There are a number of low-to-no cost ways to implement alternative time-off and work arrangement benefits. Pick 2-3 non-holiday Fridays and declare them organizational holidays. Offer unpaid summer vacations to those who want it and who you can afford to have out for a few months. Encourage employees to utilize flex-time, the option to work less than 40-hour weeks, or work part-time from home. Invest in your management capacity to maintain performance levels within an increasingly flexible office.

Tip #7: Collaborate with your employees on what they want.

Do you use “collaborative” anywhere in your literature, web site or job descriptions to describe your organization’s culture?  If so, practice what you preach and bring the staff to the conference table to discuss benefits.  If all are involved in the discussion it will be clear to your employees that you are serious about providing benefits and that you want to do what is best for each individual.  If you fail to communicate with your team on benefits a negative sentiment that you are just too poor or too cheap might brew.  These feelings of organizational uncertainty can lead a good employee to dust off his/her resume and consider new opportunities.  If benefits that employees want are too out of reach, be honest about it and work through alternatives. Being open about goals and concerns can be a benefit in itself.

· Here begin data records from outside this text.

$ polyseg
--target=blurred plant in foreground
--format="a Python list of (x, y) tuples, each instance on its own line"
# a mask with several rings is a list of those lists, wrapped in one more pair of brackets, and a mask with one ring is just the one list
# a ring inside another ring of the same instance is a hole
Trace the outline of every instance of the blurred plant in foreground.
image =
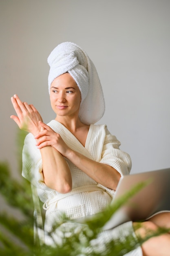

There are a number of online resources available that have more tips that might help you rethink benefits for employees.  Web sites such as www.irs.gov and www.commonwealthconnector.com offer good places to start.  Paychex also has great information on flexible benefits packages.  Considering these tips and offering creative and flexible benefits will communicate to your employees that you are concerned with the aspects of their lives that occur beyond the office while keeping your organization competitive to active job seekers.